Quick Tip: Creating “data workspaces” for dataflows and shared datasets

Power BI is constantly evolving – there’s a new version of Power BI Desktop every month, and the Power BI service is updated every week. Many of the new capabilities in Power BI represent gradual refinements, but some are significant enough to make you rethink how you your organization uses Power BI.

Power BI dataflows and the new shared and certified datasets[1] fall into the latter category. Both of these capabilities enable sharing data across workspace boundaries. When building a data model in Power BI Desktop you can connect to entities from dataflows in multiple workspaces, and publish the dataset you create into a different workspace altogether. With shared datasets you can create reports and dashboards in one workspace using a dataset in another[2].

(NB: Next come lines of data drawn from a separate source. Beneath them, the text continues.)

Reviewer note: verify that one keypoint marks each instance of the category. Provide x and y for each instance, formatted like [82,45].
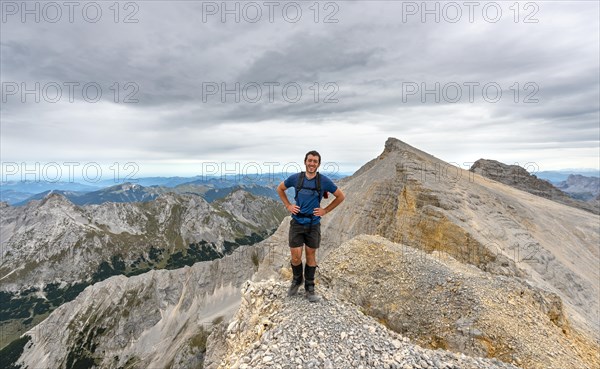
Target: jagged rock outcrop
[518,177]
[52,249]
[53,240]
[513,241]
[415,199]
[160,319]
[271,330]
[439,302]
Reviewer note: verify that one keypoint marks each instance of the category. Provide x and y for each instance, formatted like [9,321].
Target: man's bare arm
[339,197]
[281,192]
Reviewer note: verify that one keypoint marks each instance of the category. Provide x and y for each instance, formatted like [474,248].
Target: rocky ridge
[518,177]
[65,243]
[439,302]
[271,330]
[53,249]
[412,198]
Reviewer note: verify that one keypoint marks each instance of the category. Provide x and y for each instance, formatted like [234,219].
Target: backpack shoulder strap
[319,186]
[299,185]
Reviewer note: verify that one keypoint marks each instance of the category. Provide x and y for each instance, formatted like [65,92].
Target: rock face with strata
[272,331]
[53,240]
[479,246]
[518,177]
[415,199]
[439,302]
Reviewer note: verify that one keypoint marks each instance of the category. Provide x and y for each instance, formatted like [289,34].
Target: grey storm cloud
[367,64]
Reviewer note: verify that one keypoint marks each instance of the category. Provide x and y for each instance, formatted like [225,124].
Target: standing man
[305,226]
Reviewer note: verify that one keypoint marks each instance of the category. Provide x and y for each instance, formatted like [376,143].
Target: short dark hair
[313,153]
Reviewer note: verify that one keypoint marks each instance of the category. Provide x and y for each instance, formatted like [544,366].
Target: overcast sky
[361,67]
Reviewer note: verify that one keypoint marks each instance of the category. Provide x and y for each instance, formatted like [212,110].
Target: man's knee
[311,256]
[296,254]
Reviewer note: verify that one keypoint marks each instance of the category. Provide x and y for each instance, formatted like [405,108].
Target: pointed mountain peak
[54,198]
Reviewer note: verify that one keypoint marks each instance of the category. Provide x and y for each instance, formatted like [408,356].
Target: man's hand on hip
[294,209]
[319,212]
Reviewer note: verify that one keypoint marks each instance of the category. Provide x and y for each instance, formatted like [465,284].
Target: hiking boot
[309,283]
[296,279]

The ability to have a single data resource – dataflow or dataset – shared across workspaces is a significant change in how the Power BI service has traditionally worked. Before these new capabilities, each workspace was largely self-contained. Dashboards could only get data from a dataset in the same workspace, and the tables in the dataset each contained the queries that extracted, transformed, and loaded their data. This workspace-centric design encouraged[3] approaches where assets were grouped into workspaces because of the platform, and not because it was the best way to meet the business requirements.

Now that we’re no longer bound by these constraints, it’s time to start thinking about having workspaces in Power BI whose function is to contain data artifacts (dataflows and/or datasets) that are used by visualization artifacts (dashboards and reports) in other workspaces. It’s time to start thinking about approaches that may look something like this:

data centric workspaces

Please keep in mind these two things when looking at the diagram:

  1. This is an arbitrary collection of boxes and arrows that illustrate a concept, and not a reference architecture.
  2. I do not have any formal art training.

Partitioning workspaces in this way encourages reuse and can reduce redundancy. It can also help enable greater separation of duties during development and maintenance of Power BI solutions. If you have one team that is responsible for making data available, and another team that is responsible for visualizing and presenting that data to solve business problems[4], this approach can given each team a natural space for its work. Work space. Workspace. Yeah.

Many of the large enterprise customers I work with are already evaluating or adopting this approach. Like any big change it’s safer to approach this effort incrementally. The customers I’ve spoken to are planning to apply this pattern to new solutions before they think about retrofitting any existing solutions.

Once you’ve had a chance to see how these new capabilities can change how your teams work with Power BI, I’d love to hear what you think.

Edit 2019-06-26: Adam Saxton from Guy In A Cube has published a video on Shared and Certified datasets. If you want another perspective on how this works, you should watch it.


[1] Currently in preview: blog | docs.

[2] If you’re wondering how these capabilities for data reuse relate to each other, you may want to check out this older post, as the post you’re currently reading won’t go into this topic: Lego Bricks and the Spectrum of Data Enrichment and Reuse.

[3] And in some cases, required.

[4] If you don’t, you probably want to think about it. This isn’t the only pattern for successful adoption of Power BI at scale, but it is a very common and tested pattern.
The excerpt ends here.